彼らと対峙しつつ元帥は他のメンバーたちに発破をかける。
「分かってるとは思うがKOUTORIIのしたっぱたちだ。ここはガツンとやってやろう」
「オッオッオー!」
庶務と艦長が拳を振り上げる。気合いは十分だ。
「よし。野郎、そして淑女ども! いくぞ!」
「ここは俺が!」
誰よりも速く駆け出した者が一人。
手にバンテージを巻いた監察官。先ほどは総長に先を越されたので今回は我先にと飛び出す。
手頃な相手に狙いを定め、
「でりゃあ!」
弓を引くような動作から相手に拳を食らわせる。かつて地球のとあるファイターが披露した技だ。
「ナックルアローだ!」
喜ぶ庶務。なぜその名前を知っているのだろう。
木星でルドゥムグと戦った時と違い、力で叩き込むファイトスタイル。腕、脚、腰を最大限に駆使し技を打ち込んでいく。

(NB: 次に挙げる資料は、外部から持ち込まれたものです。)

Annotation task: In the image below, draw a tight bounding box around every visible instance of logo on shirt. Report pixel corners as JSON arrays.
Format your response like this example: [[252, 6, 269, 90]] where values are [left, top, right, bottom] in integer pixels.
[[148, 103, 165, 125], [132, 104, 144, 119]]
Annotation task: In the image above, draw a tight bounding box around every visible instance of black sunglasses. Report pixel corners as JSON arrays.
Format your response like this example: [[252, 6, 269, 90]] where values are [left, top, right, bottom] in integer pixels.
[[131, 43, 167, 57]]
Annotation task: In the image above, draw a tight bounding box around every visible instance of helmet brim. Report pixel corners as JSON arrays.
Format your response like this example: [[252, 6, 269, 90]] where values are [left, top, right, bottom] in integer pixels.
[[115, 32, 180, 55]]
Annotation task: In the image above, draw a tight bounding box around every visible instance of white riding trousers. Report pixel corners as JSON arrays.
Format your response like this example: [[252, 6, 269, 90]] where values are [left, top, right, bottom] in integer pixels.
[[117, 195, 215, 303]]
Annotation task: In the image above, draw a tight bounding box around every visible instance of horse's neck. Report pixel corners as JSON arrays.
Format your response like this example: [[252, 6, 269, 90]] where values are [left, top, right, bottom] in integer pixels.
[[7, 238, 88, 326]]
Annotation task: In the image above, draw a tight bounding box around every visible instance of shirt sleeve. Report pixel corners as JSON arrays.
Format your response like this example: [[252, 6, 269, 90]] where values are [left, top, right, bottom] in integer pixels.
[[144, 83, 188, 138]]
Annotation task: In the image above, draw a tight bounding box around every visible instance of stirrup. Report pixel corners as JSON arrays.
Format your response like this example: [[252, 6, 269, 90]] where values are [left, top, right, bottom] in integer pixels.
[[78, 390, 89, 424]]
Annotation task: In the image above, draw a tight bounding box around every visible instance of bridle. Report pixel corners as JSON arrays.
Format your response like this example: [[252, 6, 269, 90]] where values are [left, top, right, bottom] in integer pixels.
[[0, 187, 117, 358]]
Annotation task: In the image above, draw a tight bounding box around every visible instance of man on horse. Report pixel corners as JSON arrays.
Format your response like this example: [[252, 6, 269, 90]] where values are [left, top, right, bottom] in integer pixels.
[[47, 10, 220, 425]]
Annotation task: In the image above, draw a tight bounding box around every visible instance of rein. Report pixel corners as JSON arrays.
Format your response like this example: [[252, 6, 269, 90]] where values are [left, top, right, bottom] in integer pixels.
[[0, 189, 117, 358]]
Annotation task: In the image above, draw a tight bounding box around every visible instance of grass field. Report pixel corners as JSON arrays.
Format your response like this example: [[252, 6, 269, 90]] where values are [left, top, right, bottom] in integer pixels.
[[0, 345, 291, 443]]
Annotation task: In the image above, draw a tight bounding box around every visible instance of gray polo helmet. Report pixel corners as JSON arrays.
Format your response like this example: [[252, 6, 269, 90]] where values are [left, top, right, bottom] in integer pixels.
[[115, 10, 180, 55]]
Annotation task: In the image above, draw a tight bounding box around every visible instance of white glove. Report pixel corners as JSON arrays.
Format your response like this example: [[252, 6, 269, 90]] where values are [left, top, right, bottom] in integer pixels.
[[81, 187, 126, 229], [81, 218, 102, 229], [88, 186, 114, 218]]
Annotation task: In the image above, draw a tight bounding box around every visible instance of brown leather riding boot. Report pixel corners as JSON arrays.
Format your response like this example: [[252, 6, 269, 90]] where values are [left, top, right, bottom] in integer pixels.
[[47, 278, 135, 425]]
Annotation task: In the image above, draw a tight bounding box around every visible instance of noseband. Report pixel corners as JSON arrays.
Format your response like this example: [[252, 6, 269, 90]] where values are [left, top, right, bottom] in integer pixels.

文字通りちぎっては投げちぎっては投げと奮戦する監察官。今回は間違いなくMVPだ。
もちろん監察官だけが光るOKEYAではない。監察官を危険とみて逃げようとする敵には総長と会計が追い討ちをかける。
瞬く間に敵はみなのびてしまった。
「片付きましたけど元帥、どうします?」
会計がメガネをギラギラさせている。カツアゲでも企んでいるのだろうか。
「情報を吐いてもらって警察につき出せばいい。とにかく敵の情報を集めないとな」
それぞれのびている敵を起こそうとするOKEYA一行。しかし、監察官がはりきりすぎたのかなかなか目を覚まさない。
「こうなったら水でもかけてやるか!」
どこからかバケツを取り出す艦長。
しかし、水をかけるには至らなかった。
「なんだ!?」
突如頭上に巨大な宇宙船が飛来したのだ。
「敵の援軍か!」
土星に残った者達だけでは不十分と判断したのだろうか。
「元帥、あれ見てください!」
官房長官が指し示した方向。宇宙船の底部が光っている。
「あの発光……みんな! すぐ逃げろ!」
「えっ」
元帥は慌てて全員を退却させようとしたが、間に合わなかった。
宇宙船から発せられた光は強さを増し、地上へ降り注いだ。あまりの眩しさに目を開けていられないほどだ。
「うわっ!」
光に包まれるOKEYA一行。一人、また一人と姿が見えなくなる。
そう、人間を巻き込む超弩級の原子収縮が行われたのだ。